To be clear, you are explicitly not endorsing this as a plan nor claiming this is Anthropic’s plan.
Something like that, though I’m much less sure about “non-norms-violating”, because many possible solutions seem like they’d involve something qualitatively new (and therefore de-facto norm-violating, like nearly all new technology). Maybe a very superhuman TAI could arrange matters such that things just seem to randomly end up going well rather than badly, without introducing any new[1] social or material technology, but that does seem quite a bit harder.
I’m pretty uncertain about, if something like that ended up looking norm-violating, it’d be norm-violating like Uber was[2], or like super-persuasian. That question seems very contingent on empirical questions that I think we don’t have much insight into, right now.

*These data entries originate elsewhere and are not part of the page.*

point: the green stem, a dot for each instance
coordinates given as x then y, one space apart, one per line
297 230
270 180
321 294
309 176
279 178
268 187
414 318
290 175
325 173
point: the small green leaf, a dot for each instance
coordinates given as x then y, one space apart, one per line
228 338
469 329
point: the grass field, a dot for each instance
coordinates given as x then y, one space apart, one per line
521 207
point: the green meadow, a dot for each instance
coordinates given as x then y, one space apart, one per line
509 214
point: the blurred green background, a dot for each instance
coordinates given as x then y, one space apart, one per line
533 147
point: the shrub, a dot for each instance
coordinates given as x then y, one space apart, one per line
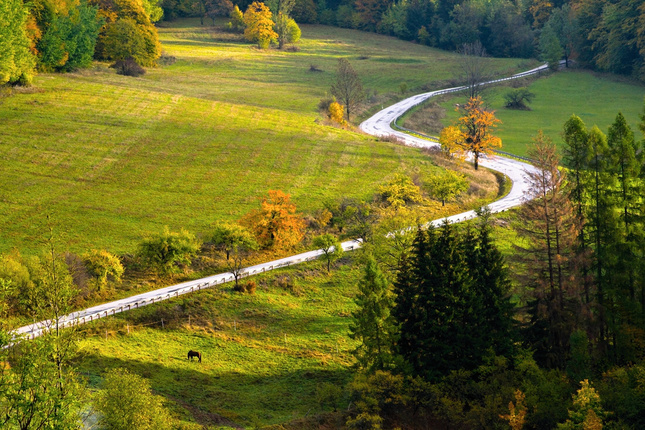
400 191
126 402
518 98
167 251
102 266
128 67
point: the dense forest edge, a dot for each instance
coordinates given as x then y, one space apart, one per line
530 319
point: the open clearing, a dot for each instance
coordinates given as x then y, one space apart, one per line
112 158
594 98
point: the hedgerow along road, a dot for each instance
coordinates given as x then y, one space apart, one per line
380 124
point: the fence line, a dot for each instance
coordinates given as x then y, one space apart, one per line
101 311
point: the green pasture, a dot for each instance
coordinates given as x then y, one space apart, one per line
264 356
593 97
112 158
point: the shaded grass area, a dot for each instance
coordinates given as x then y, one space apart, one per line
594 98
264 355
112 158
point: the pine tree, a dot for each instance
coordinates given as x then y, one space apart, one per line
548 223
373 326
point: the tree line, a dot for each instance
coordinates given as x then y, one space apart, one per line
603 35
454 335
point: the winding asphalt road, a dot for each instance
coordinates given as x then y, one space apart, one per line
378 125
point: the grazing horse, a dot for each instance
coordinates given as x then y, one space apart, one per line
192 354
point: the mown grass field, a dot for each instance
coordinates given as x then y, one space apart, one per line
594 98
112 158
264 355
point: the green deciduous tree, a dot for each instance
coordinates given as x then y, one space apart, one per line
167 251
126 402
447 185
348 88
550 48
330 246
372 324
16 61
69 39
399 191
227 236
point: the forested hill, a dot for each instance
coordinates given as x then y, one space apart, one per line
601 34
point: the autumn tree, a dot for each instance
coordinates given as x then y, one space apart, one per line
16 60
330 246
276 224
237 256
337 113
103 265
258 25
237 20
348 88
473 132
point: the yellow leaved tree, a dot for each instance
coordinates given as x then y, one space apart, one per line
473 132
259 26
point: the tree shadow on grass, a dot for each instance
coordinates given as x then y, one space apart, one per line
230 398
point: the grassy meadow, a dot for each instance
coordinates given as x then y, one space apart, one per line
594 98
111 158
264 356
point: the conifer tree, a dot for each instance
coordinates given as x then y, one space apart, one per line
548 223
373 326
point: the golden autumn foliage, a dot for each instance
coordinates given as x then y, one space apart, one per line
473 132
517 412
276 224
337 113
259 26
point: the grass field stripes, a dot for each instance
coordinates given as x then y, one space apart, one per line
112 308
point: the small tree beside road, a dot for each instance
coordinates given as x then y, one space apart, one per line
330 246
473 131
348 88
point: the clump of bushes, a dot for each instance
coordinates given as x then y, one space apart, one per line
128 67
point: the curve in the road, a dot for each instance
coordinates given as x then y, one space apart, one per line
378 125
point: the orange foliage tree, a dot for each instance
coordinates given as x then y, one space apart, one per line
259 25
276 224
473 132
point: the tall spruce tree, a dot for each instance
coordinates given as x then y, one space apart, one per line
373 326
451 311
548 224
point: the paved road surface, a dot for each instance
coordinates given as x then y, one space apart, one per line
377 125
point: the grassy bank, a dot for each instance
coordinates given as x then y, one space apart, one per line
111 158
594 98
264 355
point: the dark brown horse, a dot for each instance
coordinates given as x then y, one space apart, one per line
192 354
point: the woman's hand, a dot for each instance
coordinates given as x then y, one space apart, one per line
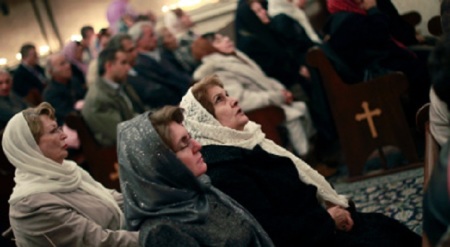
341 217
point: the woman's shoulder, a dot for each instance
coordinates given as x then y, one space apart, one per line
42 201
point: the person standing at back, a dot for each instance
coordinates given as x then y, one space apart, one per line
110 100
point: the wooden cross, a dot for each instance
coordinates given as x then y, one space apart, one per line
369 116
115 174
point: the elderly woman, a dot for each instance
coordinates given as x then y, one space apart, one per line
293 203
55 202
167 196
244 80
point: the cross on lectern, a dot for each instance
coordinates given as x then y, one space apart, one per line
369 116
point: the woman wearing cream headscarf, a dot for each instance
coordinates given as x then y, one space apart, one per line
292 202
54 201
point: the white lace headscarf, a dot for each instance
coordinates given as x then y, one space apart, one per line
204 128
36 173
277 7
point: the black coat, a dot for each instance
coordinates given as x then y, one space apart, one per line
365 43
288 209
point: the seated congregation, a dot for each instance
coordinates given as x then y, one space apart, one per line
174 108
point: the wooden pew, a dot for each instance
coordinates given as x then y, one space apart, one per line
368 116
101 161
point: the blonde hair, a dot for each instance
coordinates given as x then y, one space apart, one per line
32 116
200 91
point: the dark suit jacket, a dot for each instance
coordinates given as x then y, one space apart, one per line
104 108
63 97
25 80
163 73
152 93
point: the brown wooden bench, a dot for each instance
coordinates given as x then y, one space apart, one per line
101 161
368 115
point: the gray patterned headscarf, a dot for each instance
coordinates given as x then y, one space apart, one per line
155 183
153 180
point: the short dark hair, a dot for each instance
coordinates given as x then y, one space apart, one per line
26 48
106 55
161 119
439 67
116 41
84 31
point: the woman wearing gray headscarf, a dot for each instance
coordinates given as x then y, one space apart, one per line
168 197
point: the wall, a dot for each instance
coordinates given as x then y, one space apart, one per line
20 25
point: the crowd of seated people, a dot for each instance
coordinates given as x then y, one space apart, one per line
118 79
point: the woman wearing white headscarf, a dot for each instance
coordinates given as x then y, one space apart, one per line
54 201
168 198
292 202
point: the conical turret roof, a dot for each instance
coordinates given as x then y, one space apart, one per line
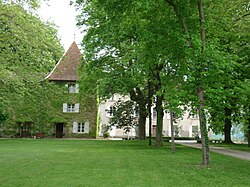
66 68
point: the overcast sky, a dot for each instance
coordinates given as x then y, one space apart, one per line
63 15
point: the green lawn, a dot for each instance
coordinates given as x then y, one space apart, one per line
30 162
240 147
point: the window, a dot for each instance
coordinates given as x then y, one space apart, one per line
195 131
177 131
73 88
111 111
154 113
71 108
81 128
193 115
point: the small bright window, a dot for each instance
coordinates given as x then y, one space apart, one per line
73 88
80 128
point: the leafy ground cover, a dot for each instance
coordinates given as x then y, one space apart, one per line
44 162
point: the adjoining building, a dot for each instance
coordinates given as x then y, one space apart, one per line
186 126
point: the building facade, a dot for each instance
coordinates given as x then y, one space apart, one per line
76 115
186 126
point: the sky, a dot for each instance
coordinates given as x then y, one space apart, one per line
64 16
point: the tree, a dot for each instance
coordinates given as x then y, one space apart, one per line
124 116
29 49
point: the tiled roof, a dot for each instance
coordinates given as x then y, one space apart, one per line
66 68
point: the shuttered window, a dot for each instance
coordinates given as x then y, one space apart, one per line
71 108
80 127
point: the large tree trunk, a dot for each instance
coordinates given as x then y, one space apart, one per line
228 126
160 114
149 113
137 96
172 132
248 131
142 121
203 129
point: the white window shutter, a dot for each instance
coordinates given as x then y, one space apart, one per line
77 88
75 127
86 127
77 106
65 107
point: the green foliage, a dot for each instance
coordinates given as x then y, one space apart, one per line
124 115
29 49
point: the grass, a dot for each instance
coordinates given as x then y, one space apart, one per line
240 147
44 162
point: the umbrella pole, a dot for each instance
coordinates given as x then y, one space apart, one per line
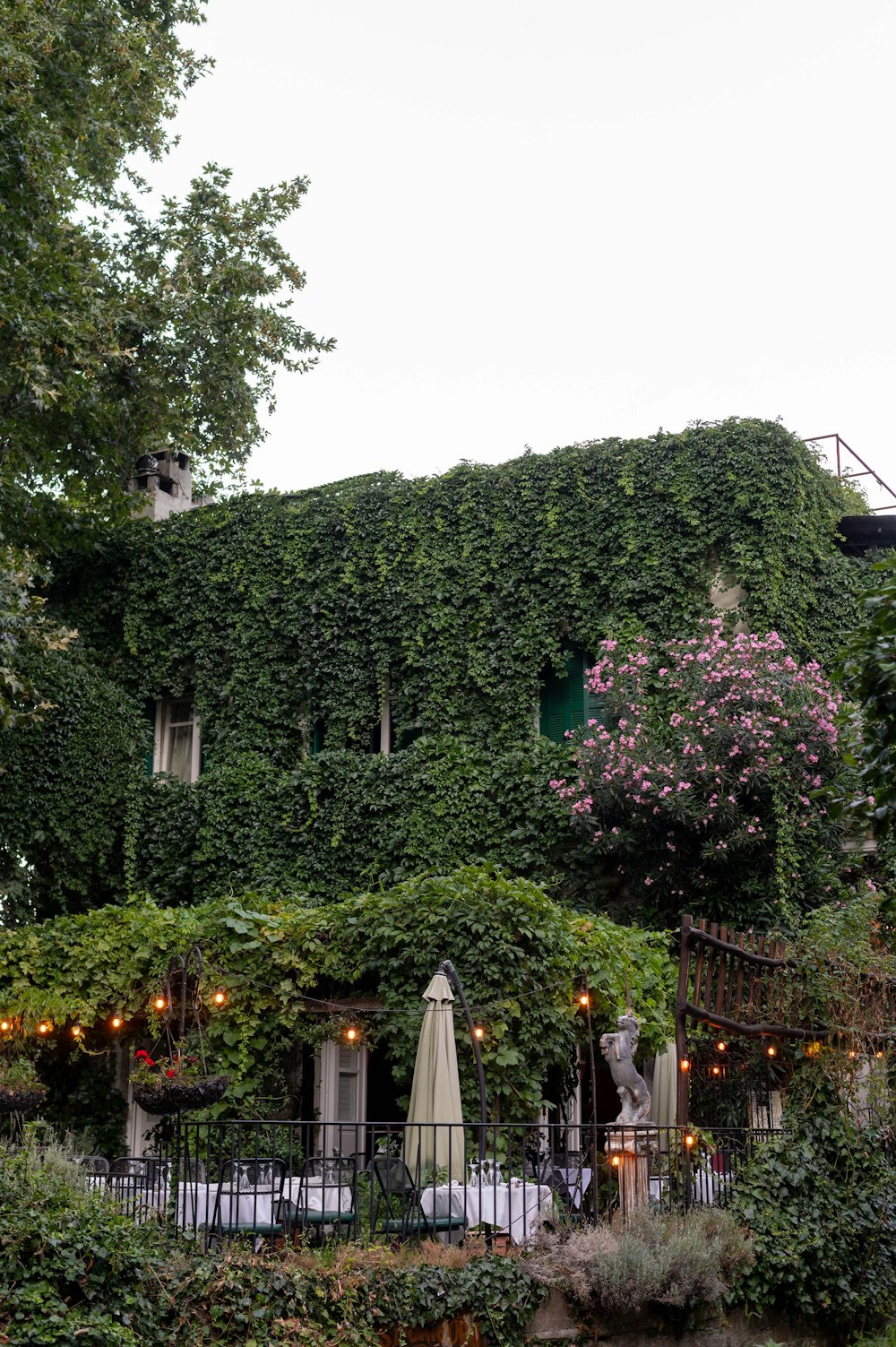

I didn’t mean to make the claim that there’s a way to end the acute risk period without needing truly insanely smart AIs (if you put aside centrally-illegal methods); rather, that an AI would probably need to be relatively low on the “smarter than humans” scale to need to resort to methods that were obviously illegal to end the acute risk period.
In ways that are obvious to humans.
Minus the part where Uber was pretty obviously illegal in many places where it operated.
My proposal would roughly be that the US government (in collaboration with allies etc) enforces no one building AI which are qualitatively smarter than humans and this should be the default plan.
(This might be doable without government support via coordination between multiple labs, but I basically doubt it.)
Their could be multiple AI projects backed by the US+allies or just one, either could be workable in principle, though multiple seems tricky.
TBC, I don’t think there are plausible alternatives to at least some US government involvement which don’t require commiting a bunch of massive crimes.
I have a policy against commiting or recommending commiting massive crimes.